I am selling every single frame by The hero (2001) within the framework of The Hero 25FPS, which stands for frames per second. As with all my work, the audience completes the work. My first performance on the blockchain invites people to buy either a single frame (.jpg) or a sequence of frames (.gif) to buy time. Then a percentage will fund new heroism. As? I invite people working within Web3 to submit ideas for Website. Ideas that make the world a better, more beautiful place. Heroic visionaries will then receive a scholarship in the coming months. I want to see what other ideas people in this web3 space have to save our planet. The scholarships are awarded by us The Hero 25FPS is my small contribution to this future.
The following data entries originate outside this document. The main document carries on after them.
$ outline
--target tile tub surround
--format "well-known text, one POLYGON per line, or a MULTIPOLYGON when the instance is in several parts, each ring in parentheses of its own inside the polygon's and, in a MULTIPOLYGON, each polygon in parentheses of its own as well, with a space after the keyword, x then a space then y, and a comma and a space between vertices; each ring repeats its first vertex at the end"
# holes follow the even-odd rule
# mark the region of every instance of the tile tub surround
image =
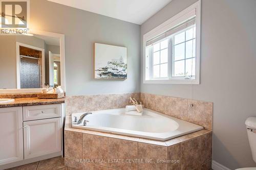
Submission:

Marina Abramovic Photo: Marco Anelli © 2022

I don’t know what the hero grant winners will look like. I cast the net wide. Gavin Wood, who coined the term Web3 in 2014, said decentralized technologies are the only hope of saving liberal democracy. We’re beginning to see how they can make a difference in the world. Bail Bloc Project, an app developed by culture magazine The new request, allows anyone to volunteer computing power to mine cryptocurrency, which is used to pay Americans without bail to get out of jail. I was interested in learning more about DAOs, “decentralized autonomous organizations” that are member-owned and operate transparently on the Internet. One such organization, Cowgirl DAO, raises funds for abortion rights through the sale of cowgirl art NFTs. With photographer and artist Molly Dickson’s work beginning in Dallas in May, she aims to challenge the horrifying news that the Supreme Court ruled Roe v. Wade, and to continue providing access to abortion rights for all.
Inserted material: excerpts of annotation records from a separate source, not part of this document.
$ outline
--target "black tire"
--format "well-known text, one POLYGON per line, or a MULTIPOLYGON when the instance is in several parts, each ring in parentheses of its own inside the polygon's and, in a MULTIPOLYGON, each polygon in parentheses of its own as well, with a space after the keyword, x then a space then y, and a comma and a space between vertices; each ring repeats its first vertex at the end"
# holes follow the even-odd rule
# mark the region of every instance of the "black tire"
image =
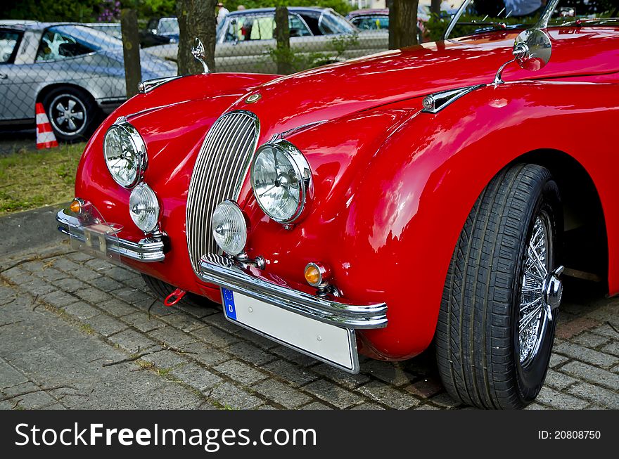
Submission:
POLYGON ((56 138, 62 142, 87 141, 101 119, 101 111, 85 91, 70 86, 54 88, 41 102, 56 138))
MULTIPOLYGON (((153 278, 147 274, 142 274, 142 278, 144 280, 146 285, 162 302, 170 293, 176 290, 176 287, 171 285, 167 283, 160 280, 156 278, 153 278)), ((198 308, 220 308, 221 305, 217 304, 210 300, 206 297, 200 297, 198 295, 188 292, 183 299, 179 302, 179 304, 184 304, 198 308)))
POLYGON ((435 336, 439 373, 455 400, 483 408, 520 408, 540 392, 557 311, 550 320, 544 289, 528 287, 525 293, 522 286, 525 273, 532 276, 534 227, 534 242, 545 235, 543 263, 549 272, 556 267, 561 209, 559 188, 547 169, 516 164, 492 179, 471 211, 449 265, 435 336), (543 297, 535 307, 524 296, 531 291, 543 297), (540 304, 539 319, 529 322, 533 335, 519 335, 521 321, 528 323, 521 314, 530 315, 521 307, 537 310, 540 304), (527 336, 536 337, 521 346, 527 336))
If Web3 projects can help victims of war, reunite families separated by prison, and restore access to reproductive health, I want to see what other heroic impact they can have in the real world. I would say to the young people of Web3, just don’t give up. Because you are the future. You have the vision, but it takes time to turn it into a vision of greatness. It doesn’t happen overnight and can take a lot of work.

For me, the whole world has always been divided into two categories: the originals and those that follow. The originals are not only artists, but also scientists, doctors, fashion designers, filmmakers and writers. When I founded the Marina Abramović Institute, it was dedicated to incubating a dialogue between science, art, technology and even spirituality, all intangible. Many originals produce tangible things, but other practices—music, theater, and the study of nature—are essentially immaterial. Today we need people with this vision to create new ways of learning and art forms that haven’t even been invented yet. We need people who can bring new light.

I said earlier that art will not save us. But ideas will save us. And art can help fuel those ideas. Strong images can help. And a hardcore message. I leave the rest open. I’ll never turn my back on art, but I’m excited by the possibilities that lie alongside it – and beyond. Art will always exist. Art has existed for as long as there have been people. Today we need heroes.